Estação Biológica de Santa Lúcia
A gente sempre ia para Santa Teresa, no Espírito Santo, ajudando a construir as pontes, fazer os caminhos, e a manutenção dos laboratórios e do túmulo do Ruschi na Estação Biológica de Santa Lúcia. Fui várias vezes. A gente chegava a ficar entre 10 e 15 dias, e demorava porque a gente comprava os troncos, e ainda mandava fazer o tratamento, e de manhã a gente fazia aquela fila, levando um por um até lá em cima. Eu não gostava de ficar na mata, mas gostava quando eu estava por lá e tinham umas festinhas na cidade muito bonitas. Fui a umas festas italianas, festas do beija-flor, com barracas e roupas típicas muito bonitas. Eu adorava.

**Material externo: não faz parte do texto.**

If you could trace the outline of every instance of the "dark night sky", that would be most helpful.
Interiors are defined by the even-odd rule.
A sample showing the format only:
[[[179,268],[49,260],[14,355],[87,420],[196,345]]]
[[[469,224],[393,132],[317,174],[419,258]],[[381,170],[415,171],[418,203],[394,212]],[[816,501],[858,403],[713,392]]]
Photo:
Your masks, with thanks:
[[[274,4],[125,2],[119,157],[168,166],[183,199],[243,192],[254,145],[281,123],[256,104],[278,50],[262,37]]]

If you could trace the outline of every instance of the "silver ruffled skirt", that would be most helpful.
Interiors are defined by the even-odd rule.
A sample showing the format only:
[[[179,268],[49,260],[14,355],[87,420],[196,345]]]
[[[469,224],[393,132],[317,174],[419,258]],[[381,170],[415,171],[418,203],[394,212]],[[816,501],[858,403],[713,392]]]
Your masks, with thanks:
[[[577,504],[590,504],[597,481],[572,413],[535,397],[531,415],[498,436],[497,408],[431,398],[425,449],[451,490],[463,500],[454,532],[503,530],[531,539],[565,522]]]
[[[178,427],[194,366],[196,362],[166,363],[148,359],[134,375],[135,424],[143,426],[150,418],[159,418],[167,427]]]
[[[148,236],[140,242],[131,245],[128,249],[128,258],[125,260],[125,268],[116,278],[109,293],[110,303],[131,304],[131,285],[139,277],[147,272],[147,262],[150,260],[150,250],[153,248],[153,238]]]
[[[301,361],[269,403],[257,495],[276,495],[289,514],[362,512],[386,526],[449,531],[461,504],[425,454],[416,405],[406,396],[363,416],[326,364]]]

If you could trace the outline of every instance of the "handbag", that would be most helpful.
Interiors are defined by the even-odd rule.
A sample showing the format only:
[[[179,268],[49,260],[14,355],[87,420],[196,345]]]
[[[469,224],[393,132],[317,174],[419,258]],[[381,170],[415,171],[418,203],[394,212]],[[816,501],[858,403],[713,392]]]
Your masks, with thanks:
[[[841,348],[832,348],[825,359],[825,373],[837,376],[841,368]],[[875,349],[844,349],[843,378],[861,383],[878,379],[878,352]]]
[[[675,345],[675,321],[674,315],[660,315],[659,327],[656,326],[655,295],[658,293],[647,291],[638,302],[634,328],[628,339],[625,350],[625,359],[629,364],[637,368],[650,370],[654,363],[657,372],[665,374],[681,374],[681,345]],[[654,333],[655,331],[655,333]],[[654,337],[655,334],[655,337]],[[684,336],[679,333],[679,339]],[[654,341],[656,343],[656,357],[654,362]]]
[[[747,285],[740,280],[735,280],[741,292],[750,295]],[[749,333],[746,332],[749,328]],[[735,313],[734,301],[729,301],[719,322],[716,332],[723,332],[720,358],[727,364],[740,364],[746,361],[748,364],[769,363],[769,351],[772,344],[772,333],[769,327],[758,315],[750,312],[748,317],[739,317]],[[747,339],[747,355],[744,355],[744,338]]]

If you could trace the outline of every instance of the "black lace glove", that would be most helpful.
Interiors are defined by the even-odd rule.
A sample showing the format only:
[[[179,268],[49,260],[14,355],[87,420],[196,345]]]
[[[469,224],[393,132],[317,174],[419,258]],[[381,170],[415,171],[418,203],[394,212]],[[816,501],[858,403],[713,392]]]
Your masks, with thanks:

Contribuições nas montagens e desmontagens de exposições
Participei de praticamente todas as exposições que foram montadas ao longo desses anos, no preparo das salas e no que fosse necessário. Vinha sempre uma equipe com os móveis já montados, e a gente chegava para pendurar algumas coisas, pintar a sala e arrumar a iluminação. Foram muitas exposições, e tinham umas peças grandes feitas pelo Maurílio Oliveira para pendurar. Teve uma do professor Kellner que deu um trabalho, porque era muito frágil e tinha que ficar numa posição igual a do bicho voando, e a gente levava um montão de tempo até conseguir. Todo mundo aqui da manutenção sente o maior prazer em trabalhar aqui.
Eu não sei por que, mas eu não era de ficar parado admirando as exposições, não. Eu chegava e só montava ou desmontava. Meu negócio sempre foi fazer as coisas. Quando eu não consigo, fico incomodado. Fico pensando em casa e volto para cá já tentando, testando de diferentes formas. E, quando outra pessoa é contratada, eu observo como ela vai fazer para eu já saber numa próxima vez.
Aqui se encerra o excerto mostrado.